← Projects

RAG Engineering Playground

A modular environment for studying how different parts of a RAG pipeline affect final answer quality. Built to separate the effects of chunking, retrieval, reranking, and prompting and compare them cleanly.

RAG Engineering Playground started as an attempt to treat RAG engineering as an experimental problem, not just prompt tuning. I wanted to understand how different parts of a RAG system shape the final answer quality, and how often improvements in one layer fail to carry through to the answer the user actually sees.

That pushed the project toward a modular, almost plugin-like design. Most pipeline parts can be swapped through configuration: chunking strategy, retrieval mode, reranker, generation settings, and evaluation setup. The goal is not just flexibility for its own sake, but the ability to run controlled comparisons without constantly rewriting the system.

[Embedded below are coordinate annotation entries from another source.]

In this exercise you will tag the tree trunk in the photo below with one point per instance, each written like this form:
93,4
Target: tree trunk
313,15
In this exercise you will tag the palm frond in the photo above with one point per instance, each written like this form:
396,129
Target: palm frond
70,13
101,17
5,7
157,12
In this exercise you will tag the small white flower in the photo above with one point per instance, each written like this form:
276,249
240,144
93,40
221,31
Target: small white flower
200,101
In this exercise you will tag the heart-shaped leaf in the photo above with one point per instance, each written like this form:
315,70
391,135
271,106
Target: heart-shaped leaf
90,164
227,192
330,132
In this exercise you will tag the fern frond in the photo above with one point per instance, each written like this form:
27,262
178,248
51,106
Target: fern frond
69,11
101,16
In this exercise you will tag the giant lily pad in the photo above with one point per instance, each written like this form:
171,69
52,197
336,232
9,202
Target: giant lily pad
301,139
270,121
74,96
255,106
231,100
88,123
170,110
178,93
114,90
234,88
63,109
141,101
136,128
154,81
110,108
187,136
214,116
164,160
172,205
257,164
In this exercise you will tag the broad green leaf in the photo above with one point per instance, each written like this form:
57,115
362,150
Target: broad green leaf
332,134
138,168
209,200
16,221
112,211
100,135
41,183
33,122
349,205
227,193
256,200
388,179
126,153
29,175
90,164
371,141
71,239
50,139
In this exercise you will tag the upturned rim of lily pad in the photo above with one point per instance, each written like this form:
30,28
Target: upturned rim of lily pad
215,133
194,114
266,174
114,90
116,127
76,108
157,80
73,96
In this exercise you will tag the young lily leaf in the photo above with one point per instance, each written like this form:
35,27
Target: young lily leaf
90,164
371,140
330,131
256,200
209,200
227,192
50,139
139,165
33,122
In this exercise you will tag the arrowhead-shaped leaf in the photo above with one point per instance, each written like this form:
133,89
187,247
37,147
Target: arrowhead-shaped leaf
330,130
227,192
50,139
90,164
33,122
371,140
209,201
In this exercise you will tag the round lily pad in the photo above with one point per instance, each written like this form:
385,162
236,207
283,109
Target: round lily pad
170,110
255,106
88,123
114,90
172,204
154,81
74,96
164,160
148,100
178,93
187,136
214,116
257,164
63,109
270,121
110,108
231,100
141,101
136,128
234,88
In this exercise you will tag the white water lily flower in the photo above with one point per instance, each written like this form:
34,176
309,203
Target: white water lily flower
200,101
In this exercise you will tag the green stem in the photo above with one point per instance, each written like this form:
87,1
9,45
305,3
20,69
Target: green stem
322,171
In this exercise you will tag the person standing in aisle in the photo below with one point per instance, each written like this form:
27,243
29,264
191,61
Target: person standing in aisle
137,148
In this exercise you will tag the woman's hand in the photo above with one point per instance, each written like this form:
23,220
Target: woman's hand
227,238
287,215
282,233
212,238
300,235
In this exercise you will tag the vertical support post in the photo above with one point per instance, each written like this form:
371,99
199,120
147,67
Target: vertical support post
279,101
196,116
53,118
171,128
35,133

At the center of the project is a simple idea: request-level evidence should be captured once and reused later for offline evaluation and comparison. That makes it possible to study pipeline behavior more systematically, compare variants on the same evidence, and inspect where quality changes actually come from.

What makes the project interesting to me is that it treats RAG as something you can investigate layer by layer. Instead of asking only “did it answer correctly?”, it makes it easier to ask more useful questions:

  • did retrieval improve?
  • did that improvement survive reranking?
  • did better context actually lead to a better answer?
  • and which configuration changes matter most for the final result?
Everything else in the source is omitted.